The Trump administration vigorously denies that the order was a Muslim ban and argued that the president has a clear right to make decisions regarding national security and immigration that shouldn’t be second-guessed by the court.
Judge Brinkema, in questioning those denials, cited previous statements from Mr. Trump and his aides about seeking to bar Muslims from entering the U.S., linking those statements to the executive order.
“The specific sequence of events leading to the adoption” of the executive order supports the claim that the order “was not motivated by rational national security concerns,” she wrote.
Mr. Heaphy said Judge Brinkema’s ruling could make it more difficult for the administration to issue a new order “because she found as fact (that) the president wants to ban Muslims.” That issue is likely to be hotly litigated even if a new and narrower executive order is put in place, he said.

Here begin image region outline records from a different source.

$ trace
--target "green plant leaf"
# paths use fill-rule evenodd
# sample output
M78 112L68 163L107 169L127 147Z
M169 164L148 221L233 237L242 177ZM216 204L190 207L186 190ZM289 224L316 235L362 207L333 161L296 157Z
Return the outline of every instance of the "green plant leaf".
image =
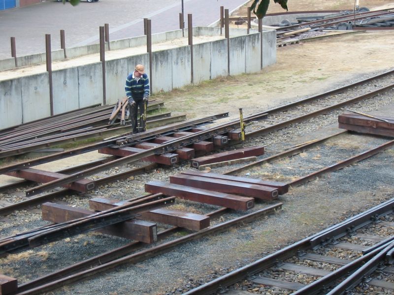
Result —
M268 6L269 6L269 0L262 0L259 6L257 7L257 11L253 12L255 13L256 16L259 19L262 19L265 15L268 10Z
M256 5L258 3L259 3L259 1L260 0L255 0L253 1L253 3L252 3L252 6L250 6L250 10L253 10L253 12L254 12L255 14L256 14L256 12L255 12L255 8L256 8Z
M286 9L286 11L289 11L287 8L287 0L274 0L274 2L279 3L282 8Z

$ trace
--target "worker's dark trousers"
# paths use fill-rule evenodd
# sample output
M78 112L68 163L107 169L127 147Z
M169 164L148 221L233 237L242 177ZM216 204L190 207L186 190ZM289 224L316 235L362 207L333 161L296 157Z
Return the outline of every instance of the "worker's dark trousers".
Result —
M137 133L146 131L146 123L142 121L141 119L142 115L144 114L145 110L145 104L144 100L134 99L135 104L130 108L130 119L131 121L131 126L132 126L132 133ZM130 102L129 102L130 103ZM138 109L139 108L139 128L138 126Z

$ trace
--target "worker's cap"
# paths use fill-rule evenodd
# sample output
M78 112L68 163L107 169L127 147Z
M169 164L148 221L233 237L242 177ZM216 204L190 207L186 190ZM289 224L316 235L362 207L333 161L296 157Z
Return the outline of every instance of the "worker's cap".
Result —
M145 74L145 67L142 64L136 65L135 69L140 74Z

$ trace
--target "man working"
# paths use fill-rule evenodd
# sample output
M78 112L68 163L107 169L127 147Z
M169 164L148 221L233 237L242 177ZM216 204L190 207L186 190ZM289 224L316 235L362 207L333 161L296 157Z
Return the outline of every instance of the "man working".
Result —
M143 118L145 107L150 93L149 79L145 73L145 67L142 64L137 64L134 72L128 76L125 86L126 95L130 105L130 118L132 126L132 133L146 130L146 118ZM139 127L137 121L138 109L139 108Z

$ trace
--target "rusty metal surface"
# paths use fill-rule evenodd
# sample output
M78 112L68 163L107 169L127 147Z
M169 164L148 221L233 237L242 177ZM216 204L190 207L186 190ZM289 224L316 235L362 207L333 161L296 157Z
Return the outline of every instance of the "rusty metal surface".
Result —
M150 181L145 183L145 188L146 192L152 194L162 193L167 196L175 196L181 199L222 206L234 210L246 211L255 206L255 201L253 198L215 192L162 181Z
M229 180L179 174L170 176L170 183L215 192L257 198L265 201L272 201L278 198L278 190L275 188L241 182L236 180Z

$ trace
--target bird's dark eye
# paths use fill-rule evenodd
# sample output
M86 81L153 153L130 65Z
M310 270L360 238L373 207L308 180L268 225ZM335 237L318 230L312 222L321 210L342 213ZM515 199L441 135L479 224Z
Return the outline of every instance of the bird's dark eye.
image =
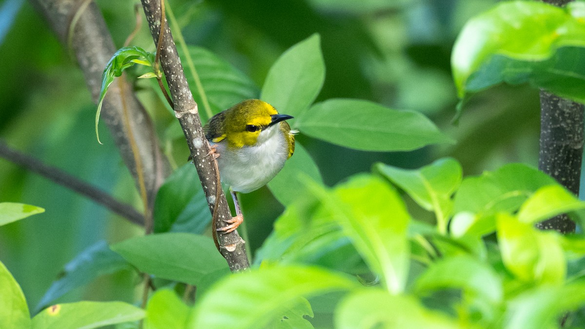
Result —
M246 131L249 131L250 132L254 132L255 131L258 131L260 127L258 126L254 126L254 125L247 125L246 126Z

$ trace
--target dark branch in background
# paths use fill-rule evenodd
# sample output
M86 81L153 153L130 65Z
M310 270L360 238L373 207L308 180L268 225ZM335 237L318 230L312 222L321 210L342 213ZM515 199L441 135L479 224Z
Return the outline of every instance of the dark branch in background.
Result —
M157 43L161 25L160 4L154 0L142 0L142 2L153 40ZM178 119L187 139L193 163L207 198L209 211L213 214L215 208L214 218L216 218L216 225L218 228L224 227L227 223L223 221L230 219L232 214L221 186L216 183L218 177L214 168L215 160L213 157L208 155L210 151L209 145L203 133L197 104L189 88L181 60L177 53L177 47L166 20L163 30L162 44L160 47L160 63L173 97L175 115ZM219 232L218 238L220 252L228 261L232 272L250 266L246 255L245 242L236 231L228 234Z
M32 156L11 149L2 140L0 140L0 157L85 196L134 224L144 225L144 217L130 205L118 201L101 190L77 179L58 168L45 164Z
M61 42L72 47L97 103L104 68L117 49L95 4L88 0L31 2L45 16ZM142 186L146 190L145 211L152 211L156 192L170 172L169 165L161 155L150 118L134 96L132 86L123 77L118 80L120 82L112 84L108 90L101 117L136 186L141 189ZM129 119L128 125L125 125L125 115Z
M561 6L572 0L544 0ZM583 105L541 91L541 139L538 169L575 194L579 193L583 152ZM566 214L536 225L541 229L574 232Z

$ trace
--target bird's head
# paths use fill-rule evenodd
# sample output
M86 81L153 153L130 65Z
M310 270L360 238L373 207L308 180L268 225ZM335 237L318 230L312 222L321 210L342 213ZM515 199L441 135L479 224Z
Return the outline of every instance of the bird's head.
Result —
M236 148L262 143L278 131L277 124L292 118L266 102L247 100L226 111L226 139Z

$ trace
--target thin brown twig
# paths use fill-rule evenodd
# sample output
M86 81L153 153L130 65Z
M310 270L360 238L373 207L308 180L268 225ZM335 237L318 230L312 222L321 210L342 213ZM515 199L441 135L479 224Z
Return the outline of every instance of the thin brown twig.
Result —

Vikram Amar, dean of the University of Illinois College of Law, said Judge Brinkema’s ruling raises important legal questions that are likely to get a further look by the courts, such as how much judges should be able to look beyond the text of an executive order to outside evidence that could shed light on the president’s intent.
Mr. Amar said there also is a question about whether courts should be examining comments Mr. Trump made before he won the White House, “particularly in such informal venues such as Twitter or in campaign statements.” It’s not clear that a majority on the Supreme Court “would want judges going down that road,” he said.
The trajectory of the current court cases on the travel ban will depend heavily on what any new Trump administration order says, and whether the White House wants to continue its defense of the existing executive order.
If Mr. Trump simply modifies the current order without withdrawing it, “then the current cases stay alive,” with judges taking into account the changes to the order, said Boston College law professor Kari Hong.
If the White House fully withdraws the Jan. 27 order, however, the batch of cases pending could become moot, with any challenges starting anew against the rewritten directive.
If the government seeks a stay of Judge Brinkema’s injunction, that request would go to the Fourth U.S. Circuit Court of Appeals in Richmond, meaning another federal appeals court would weigh in on the order.
So far, the Ninth Circuit in San Francisco is the only appeals court to consider a travel-ban case. The federal appeals courts are one step below the U.S. Supreme Court and are the final word on many legal matters, as the high court only accepts about 70 cases a year.
The likelihood of near-term Supreme Court action in this case may be even slimmer, because the court has had eight members since the death of Justice Antonin Scalia. If the justices divide 4-4, the appeals court decisions would stand, which could create confusion if those decisions are in conflict.